About a thousand years ago, during my college days, I worked as a plumber's helper summer job. At that time it paid about 25 cents/hr. Good pay back then!
At any rate, we used ONLY two products for sealing threaded pipes, be they steel, galvanized, black iron, or brass. IF the piping circuit was for gas or petroleum products, we ONLY used PERMATEX, the shellac-based GOO that stuck to your fingers & tools better than SUPER GLUE. And, for water, steam & drainage, we used this gray glop, called PRO-DOPE. Even though the printing on the can said it was OK for gas, we NEVER used it there.
So, I guess my question now is, "Why can't PERMATEX be used for this critical application?"
Even now in my adult life, I avoid teflon tape, both professionally when building pneumatic/hydraulic computer-controlled machines, OR personally, when dealing with plumbing problems at home. The "Stringiness" is one problem area that I've had to overcome. There are others.....

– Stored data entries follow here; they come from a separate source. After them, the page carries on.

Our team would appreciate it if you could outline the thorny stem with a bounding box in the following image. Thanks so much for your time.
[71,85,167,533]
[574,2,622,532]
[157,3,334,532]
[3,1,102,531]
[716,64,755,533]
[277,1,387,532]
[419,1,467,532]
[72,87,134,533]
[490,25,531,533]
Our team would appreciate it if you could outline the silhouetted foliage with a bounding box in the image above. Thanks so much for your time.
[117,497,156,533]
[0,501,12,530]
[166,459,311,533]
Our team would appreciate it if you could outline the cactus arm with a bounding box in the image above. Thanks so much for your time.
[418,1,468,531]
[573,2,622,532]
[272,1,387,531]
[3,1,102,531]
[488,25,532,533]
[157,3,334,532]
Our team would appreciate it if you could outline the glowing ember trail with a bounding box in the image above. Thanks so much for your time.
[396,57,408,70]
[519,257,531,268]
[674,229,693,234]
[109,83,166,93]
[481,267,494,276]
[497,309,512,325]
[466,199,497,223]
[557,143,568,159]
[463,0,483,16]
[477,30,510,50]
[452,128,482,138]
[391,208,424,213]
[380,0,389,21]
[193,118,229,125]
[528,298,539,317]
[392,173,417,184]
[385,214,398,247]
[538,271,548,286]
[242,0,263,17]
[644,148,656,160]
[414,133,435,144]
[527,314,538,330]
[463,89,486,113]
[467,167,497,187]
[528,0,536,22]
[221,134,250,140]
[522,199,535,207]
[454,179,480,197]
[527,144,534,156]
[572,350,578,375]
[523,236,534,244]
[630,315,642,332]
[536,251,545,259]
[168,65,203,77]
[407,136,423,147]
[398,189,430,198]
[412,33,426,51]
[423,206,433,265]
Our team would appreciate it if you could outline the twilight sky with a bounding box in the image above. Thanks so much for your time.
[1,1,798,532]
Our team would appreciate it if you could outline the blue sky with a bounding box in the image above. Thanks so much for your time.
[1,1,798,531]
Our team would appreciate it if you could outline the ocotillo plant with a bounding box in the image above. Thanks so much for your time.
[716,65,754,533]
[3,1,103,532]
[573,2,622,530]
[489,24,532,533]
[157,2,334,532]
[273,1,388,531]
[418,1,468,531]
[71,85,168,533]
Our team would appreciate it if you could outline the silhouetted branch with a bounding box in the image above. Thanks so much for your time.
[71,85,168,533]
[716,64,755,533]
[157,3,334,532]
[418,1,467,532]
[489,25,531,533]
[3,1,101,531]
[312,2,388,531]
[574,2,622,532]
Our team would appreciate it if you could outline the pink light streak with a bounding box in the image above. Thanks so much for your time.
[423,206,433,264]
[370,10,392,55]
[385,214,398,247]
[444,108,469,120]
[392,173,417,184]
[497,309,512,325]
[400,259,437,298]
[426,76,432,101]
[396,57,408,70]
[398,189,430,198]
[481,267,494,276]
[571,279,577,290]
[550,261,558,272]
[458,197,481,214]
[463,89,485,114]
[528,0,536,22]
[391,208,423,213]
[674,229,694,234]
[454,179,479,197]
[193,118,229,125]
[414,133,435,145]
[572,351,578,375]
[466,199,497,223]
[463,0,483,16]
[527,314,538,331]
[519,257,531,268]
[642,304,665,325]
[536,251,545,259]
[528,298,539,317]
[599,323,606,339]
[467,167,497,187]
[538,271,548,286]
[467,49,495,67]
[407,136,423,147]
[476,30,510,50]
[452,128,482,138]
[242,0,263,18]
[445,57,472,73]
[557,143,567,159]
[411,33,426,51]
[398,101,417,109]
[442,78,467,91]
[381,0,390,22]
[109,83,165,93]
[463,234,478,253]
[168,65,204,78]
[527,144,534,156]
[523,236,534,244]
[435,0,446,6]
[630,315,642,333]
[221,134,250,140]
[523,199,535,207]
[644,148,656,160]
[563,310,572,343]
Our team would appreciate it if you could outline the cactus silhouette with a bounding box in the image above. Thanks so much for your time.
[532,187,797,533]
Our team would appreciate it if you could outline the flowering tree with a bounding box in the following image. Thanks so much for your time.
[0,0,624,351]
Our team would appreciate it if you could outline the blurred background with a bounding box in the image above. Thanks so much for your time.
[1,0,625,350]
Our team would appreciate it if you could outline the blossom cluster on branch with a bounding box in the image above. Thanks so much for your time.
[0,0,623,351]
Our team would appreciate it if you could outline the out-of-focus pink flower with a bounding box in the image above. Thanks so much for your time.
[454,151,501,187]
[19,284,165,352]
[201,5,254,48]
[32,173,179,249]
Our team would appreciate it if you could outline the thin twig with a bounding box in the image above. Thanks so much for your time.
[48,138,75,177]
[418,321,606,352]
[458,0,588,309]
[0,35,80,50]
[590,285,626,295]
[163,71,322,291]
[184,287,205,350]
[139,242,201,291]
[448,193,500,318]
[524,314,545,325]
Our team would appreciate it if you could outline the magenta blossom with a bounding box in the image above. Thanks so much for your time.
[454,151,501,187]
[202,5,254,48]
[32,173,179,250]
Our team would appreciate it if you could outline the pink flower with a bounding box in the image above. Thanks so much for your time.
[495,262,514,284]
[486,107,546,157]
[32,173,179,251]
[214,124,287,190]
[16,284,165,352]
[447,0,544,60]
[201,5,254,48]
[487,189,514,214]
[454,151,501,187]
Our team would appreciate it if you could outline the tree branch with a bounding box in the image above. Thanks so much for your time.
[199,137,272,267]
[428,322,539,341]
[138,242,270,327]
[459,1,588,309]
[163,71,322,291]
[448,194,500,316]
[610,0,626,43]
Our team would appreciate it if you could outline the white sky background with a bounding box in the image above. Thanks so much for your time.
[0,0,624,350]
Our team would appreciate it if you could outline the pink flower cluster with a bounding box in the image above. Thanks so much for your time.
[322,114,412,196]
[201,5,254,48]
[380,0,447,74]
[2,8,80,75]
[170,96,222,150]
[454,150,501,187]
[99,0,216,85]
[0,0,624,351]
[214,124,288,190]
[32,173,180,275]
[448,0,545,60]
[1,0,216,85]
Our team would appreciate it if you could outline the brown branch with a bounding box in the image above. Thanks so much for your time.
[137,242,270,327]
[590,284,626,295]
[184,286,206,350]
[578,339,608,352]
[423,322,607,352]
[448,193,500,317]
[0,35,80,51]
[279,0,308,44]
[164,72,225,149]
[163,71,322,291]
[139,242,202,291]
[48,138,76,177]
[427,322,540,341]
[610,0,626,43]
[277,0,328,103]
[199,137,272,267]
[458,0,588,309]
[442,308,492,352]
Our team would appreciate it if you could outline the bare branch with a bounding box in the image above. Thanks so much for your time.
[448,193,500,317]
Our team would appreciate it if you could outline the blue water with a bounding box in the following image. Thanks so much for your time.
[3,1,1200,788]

OK, I did not get that the sealant was teflon filled, from the article. There are a lot of types and chemistries of pipe sealers around, and many of them are both low performance and quite cheap, and not nearly as good. I have had good luck using the more reliable brand of the TFE filed sealer, but I am aware that poor quality products are always available and often sold for less.
I'll agree that it is a sealant not to be used by unskilled people, but the sealing dope that is the subject of the article was a teflon dope, brushed on from a can It would seem that the liquid carrier was soluble in the fuel. I was not told the brand, but I was told it listed avaitation fuels as compatible.

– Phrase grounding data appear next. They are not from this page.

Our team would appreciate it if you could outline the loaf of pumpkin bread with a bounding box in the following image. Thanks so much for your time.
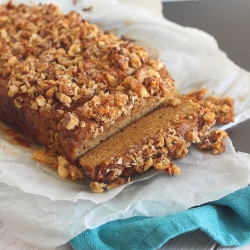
[0,3,234,192]
[0,2,175,163]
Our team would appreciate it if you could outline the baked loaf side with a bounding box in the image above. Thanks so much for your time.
[79,96,217,192]
[0,3,176,162]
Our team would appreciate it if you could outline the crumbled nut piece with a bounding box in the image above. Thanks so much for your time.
[0,28,8,39]
[196,94,234,124]
[7,56,17,66]
[106,178,125,190]
[199,137,213,150]
[203,112,215,122]
[114,93,128,107]
[151,60,164,71]
[166,162,181,175]
[31,101,39,110]
[56,92,71,106]
[130,80,150,98]
[199,129,228,154]
[107,182,120,190]
[65,113,79,130]
[20,84,28,93]
[168,98,181,107]
[90,182,107,193]
[156,135,165,148]
[130,52,142,68]
[209,129,228,142]
[221,104,229,114]
[212,140,226,155]
[69,165,84,180]
[80,121,86,128]
[185,131,201,143]
[117,157,123,165]
[175,141,188,157]
[202,125,210,131]
[68,43,81,56]
[14,97,23,108]
[36,95,47,107]
[153,156,170,170]
[187,88,208,101]
[105,73,118,87]
[125,162,132,168]
[81,91,132,126]
[57,156,70,178]
[144,157,153,171]
[8,85,19,97]
[136,68,160,83]
[109,168,123,180]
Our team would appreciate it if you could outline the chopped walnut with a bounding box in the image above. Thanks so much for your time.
[168,98,181,107]
[209,129,228,142]
[130,79,150,98]
[130,52,142,68]
[203,112,215,123]
[68,43,81,56]
[69,165,84,180]
[14,97,23,108]
[186,88,208,101]
[8,85,19,97]
[153,156,170,170]
[198,96,234,124]
[107,178,125,190]
[65,113,79,130]
[166,162,181,175]
[57,156,70,178]
[90,182,107,193]
[31,101,39,110]
[135,68,160,83]
[185,131,201,143]
[104,72,118,87]
[144,157,153,171]
[36,95,47,107]
[212,140,226,155]
[198,129,228,154]
[56,92,72,106]
[199,137,213,150]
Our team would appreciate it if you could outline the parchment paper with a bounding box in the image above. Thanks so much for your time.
[0,0,250,249]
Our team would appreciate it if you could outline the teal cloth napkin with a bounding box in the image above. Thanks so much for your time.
[70,186,250,250]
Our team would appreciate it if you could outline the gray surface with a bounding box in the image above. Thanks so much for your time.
[162,0,250,154]
[162,0,250,72]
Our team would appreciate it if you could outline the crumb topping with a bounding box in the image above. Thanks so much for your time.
[0,2,174,119]
[199,129,228,154]
[0,2,175,145]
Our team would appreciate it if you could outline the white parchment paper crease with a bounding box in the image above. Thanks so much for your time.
[0,0,250,249]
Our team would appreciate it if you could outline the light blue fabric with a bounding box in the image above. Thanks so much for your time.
[70,186,250,250]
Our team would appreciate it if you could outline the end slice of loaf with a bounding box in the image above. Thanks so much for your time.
[79,96,217,192]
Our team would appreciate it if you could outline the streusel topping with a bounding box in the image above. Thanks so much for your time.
[0,2,175,123]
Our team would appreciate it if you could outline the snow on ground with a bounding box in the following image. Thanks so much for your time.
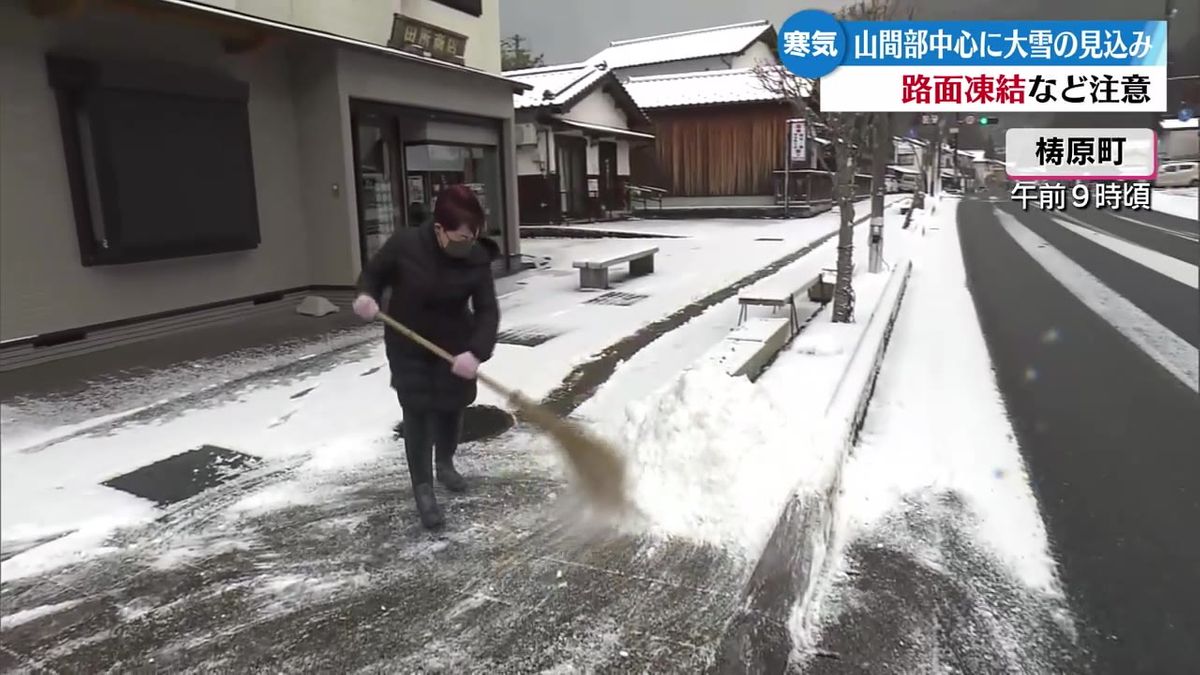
[793,197,1075,666]
[0,326,378,452]
[1,213,855,579]
[605,202,915,560]
[837,199,1061,591]
[1152,187,1198,221]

We have enough trouble hiring people who can read 5/8" on a ruler! and don't have to be told "rightie tightie"
Either way, our little tester is a simple way to detect leaks in suction pipe if there is a verticle lift.
gtp, of course it is possible for a skilled person to apply tape so that no shreds of teflon are created during assembly. During dis-assembly there would be shreds that could get into the system. In addition, the procedure that you describe would require a bit of skill and remembering to do the job just right. So while it could be done that way, the potential for problems is not woth the savings produced by using the teflon paste sealer. That was the decision by at least one of the large automakers.
The correct way to apply teflon tape is to not apply it to the first thread and not to apply it too thickly. On good threads, 1.5 wraps is enough, for pipe sizes under 1". We use more on larger pipe. This prevents "strings" from forming, they are the excess tape before the first thread.
This doesn't work is you are trying to prevent galling of, for example aluminum threads on aluminum threads.
It also must be applied under tension, to deform it into the threads. If just piled on, it will strip off.
Over the years we have had quite a few customers who forbid the use of teflon tape as a sealer just because of those little strings. They are quite real and they will certainly cause valves to leak, and they are incredibly difficult to completely remove feom a system. The recommended sealer has been teflon paste, applied per a fairly detaled specification. But one would need to use a teflon paste compatible with the particular fluid. Probably any rated for gasoline service would also work for jet fuel.
Teflon tape by its nature is kind of stringy. Sometimes the tread can cut a bit off which can get lodged in solenoid valves causing them to leak.
I recall that NASA once had found the root cause of some leaky valves to be tiny Teflon "threads" in the system. They had banned Teflon tape in favor of Teflon dopes or other dopes.
If Teflon tape was required they had to be able to visually inspected the inside of each connection. Obviously, very difficult or impossible to do.
Dopes are essentially, a sealing powder with a flowable liquid binder. If the powder somehow "escapes" it doesn't cause problems like the thin hairs of Teflon tape. Of course, all the components of the dope must be compatible with your application.
We have found an interesting trick with small straight thread connections that have flats. We twist tape into a rope, wrap it around the base of the thread and tighten the pieces together. The teflon flows into the area of the flats and makes a gasket of sorts. It takes the right kind of flats and the right amount of tape, You should not count on any particular application to work without testing, that is my CYA message. We have not used this on high pressure - Jim
I like the use of teflon tape as a sealant. I find I use it a lot, mostly in plumbing repairs, but sometimes in pressurized systems. It is wonderfully easy to work with and easy to "clean". I like the idea of the Vaseline to protect the tape. Great job.